Start Slow & Mix It Up
All these variations should not be performed on the same day. If you just started "planking" it’s advisable, for the first few weeks, to do just the ‘standard plank’ and then progress to other variations. On a single day, it’s advisable not do more than 2 variations of plank. Just mix up the variations each day and try new variations as you get better and stronger.
What will happen if you do plank every day for 60 seconds?

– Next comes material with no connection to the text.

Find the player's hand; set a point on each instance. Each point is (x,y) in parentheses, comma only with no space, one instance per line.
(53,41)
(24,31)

Reduces The Risk Of Back And Spinal Column Injury
When exercising, there is a risk of getting back and spine injuries. When done correctly, planking will strengthen your back muscles without putting too much pressure on your hips and spine. As a result, it will help relieve back pain while also promoting good posture when sitting and walking.
It Defines Your Abs
Now who wouldn’t like abs? It’s hard work alright but stay concentrated on your core. Planks target every major core muscle, which is why we use the term “major core muscles” to refer to all of your obliques and abdominals. Furthermore, as you improve and strengthen your planks, you will become stronger when performing other exercises. For example, if you go to the gym frequently, you will notice a significant increase in strength in several compound lifts such as squats and deadlifts. If you are a fan of abs and would like to go for it or know more, then read our earlier blog titled, 9 Golden Rules for Ripped Abs.
It increases your overall metabolism
Because planks are a compound exercise, they engage multiple muscles at the same time. In essence, you will burn a lot more calories in the same amount of time that other abdominal exercises, such as crunches or sit ups, would take. Furthermore, building muscle burns more calories because the more muscle you have, the faster your metabolism will be. This is where fat burners are required and we recommend Epicvita L-Carnitine 500. It burns fat for energy and increases metabolism. But remember fat burners are just supplements and the max training effort is yours.
It Improves Your Overall Balance
Have you ever tried standing on one leg but couldn't stand up straight for more than a few seconds? If you tripped, it was because your abdominal muscles were not strong enough to keep you balanced. Every day, planking for one minute improves your overall balance. Finally, it will improve your performance in whatever sporting activity you participate in.
It Improves Your Mental Health
Did you know that plank exercises have an effect on our nerves? As a result, they are an excellent method of improving a person's overall mood. Planking, for starters, stretches muscle groups that influence stress and tension in the body. When you sit or stand all day, your muscles tense and tension forms in your shoulders, causing you to slump forward through the day. Situations like this, tax the muscles and nerves. Planks can help you calm your brain while also treating anxiety and depression symptoms.
The Bottom Line
Bodyweight exercises have recently gained popularity in the fitness world, owing to their simplicity and practicality in allowing you to get in shape using only your own body weight. For starters, planks are a type of bodyweight exercise that never gets old. This exercise is ideal for people who have a busy schedule and find it difficult to go to the gym due to time constraints. Doing a plank for a minute every day helps to strengthen your entire core. In fact, most fitness experts agree that planking is one of the most effective exercises for toning your abs. They work even better than crunches.
So, are you going to start doing planks today?